Foreign investment surges at Kuwait Stock Exchange, predominantly from institutions and corporations
Foreign investments in Kuwait's stock market have been on the rise, with a significant increase of 118.25 million dinars recorded in June alone. This surge is seen as a positive indicator of investor confidence, as the country continues to attract foreign capital.
The inflows are expected to stimulate greater demand for select stocks, contributing to the expansion of listed companies and enhancing economic performance. During the same period, the number of trading accounts on the Kuwait Stock Exchange rose by 1.33%, increasing to 437,350 accounts.
Foreign funds saw a smaller drop of around 317,500 dinars in June, while individual foreign investments declined by 2.49 million dinars. However, active foreign accounts saw strong growth, rising by 17.56%, or 286 accounts, to reach 1,914.
Net foreign purchases by institutions and companies reached approximately 453 million dinars, with foreign investment funds contributing 2.5 million dinars in net purchases.
The increase in foreign investments aligns with Kuwait's series of reforms and developments, including economic diversification, structural reforms, and index inclusions. The country's push toward digital transformation and financial technology development has further boosted its attractiveness to foreign investors.
Kuwait is experiencing a positive operational environment with strong momentum in awarding and implementing major development projects aligned with Kuwait Vision 2035. The government’s focus on accelerating these projects has boosted investor confidence. Additionally, the non-oil sector in Kuwait has maintained robust expansion, with a 28-month streak of growth in output and new orders, supported by competitive pricing and enhanced marketing efforts.
International organizations like the IMF and World Bank forecast real GDP growth for Kuwait at around 1.9% to 3.3% in 2025, signaling economic recovery and stability following previous contraction years. This fosters a favorable investment climate that attracts foreign capital.
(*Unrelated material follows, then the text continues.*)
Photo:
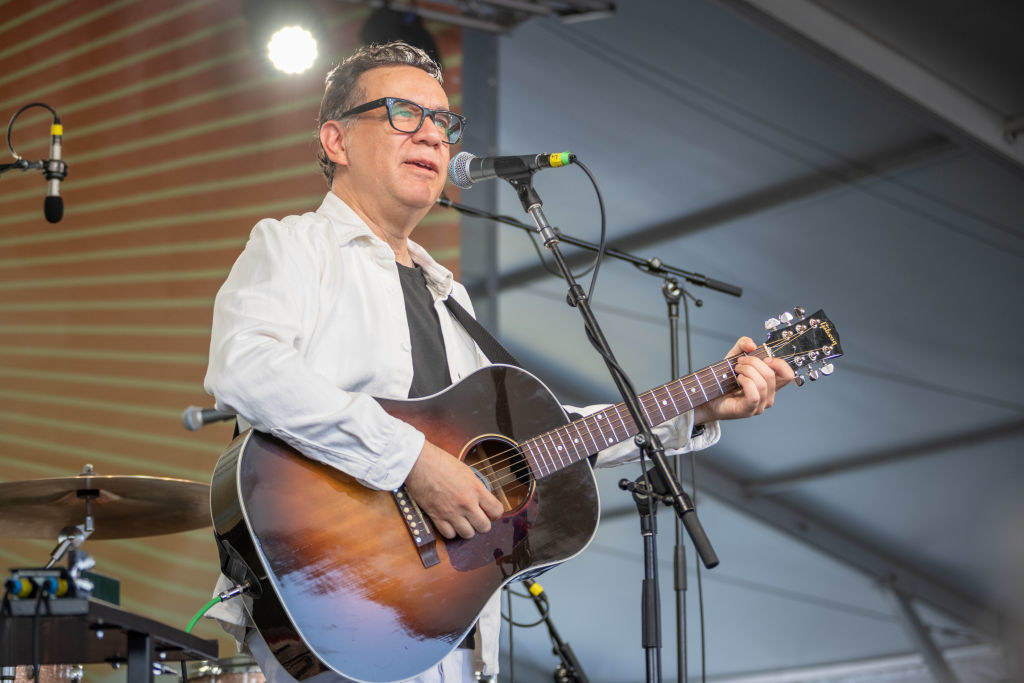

The Gulf Cooperation Council (GCC), including Kuwait, is emerging as an attractive hotspot for private and institutional investors globally due to strong market fundamentals, ongoing reforms, and promising exit opportunities, such as a maturing IPO market. This growth in private equity, debt, real estate, and infrastructure investment opportunities appeals to sovereign wealth funds, family offices, pension funds, and increasingly foreign institutional investors.
Kuwaiti delegations engaging in high-level meetings and investment forums, such as the Egyptian-Kuwaiti Investment and Business Forum, underline efforts to strengthen economic ties and open new avenues for investment within Kuwait and the broader region. This fosters confidence among foreign investors regarding Kuwaiti market openness and opportunities.
Institutions like the National Bank of Kuwait have been recognized repeatedly as leading foreign exchange providers, indicating a mature and reliable financial services sector that supports foreign investment flows effectively.
However, it's worth noting that the number of active Kuwaiti accounts declined by 1.8%, while the number of active GCC accounts saw a slight decrease of 1.11%, bringing the total to 266 active accounts by the end of June. Kuwaiti investors maintained a net selling trend, offloading shares worth approximately 431.49 million dinars in the first six months of the year. Gulf Cooperation Council (GCC) investors registered net outflows during the same period, amounting to 10.8 million dinars.
In conclusion, the surge in foreign investments in the Kuwait Stock Exchange is driven by Kuwait’s favorable economic growth prospects, proactive government development projects in line with Vision 2035, expanding non-oil sector performance, growing investor appetite for GCC markets, strengthened regional economic cooperation, and strong financial infrastructure. These factors, coupled with Kuwait's ongoing reforms and developments, make it an attractive destination for foreign investment.
Investors are anticipated to increase their focus on select stocks, as the rise in foreign investments is eagerly anticipated to stimulate growth among listed companies and boost economic performance. Ongoing developments in the country's finance sector, including advancements in digital transformation and financial technology, are enticing foreign institutional investors to participate in investing activities.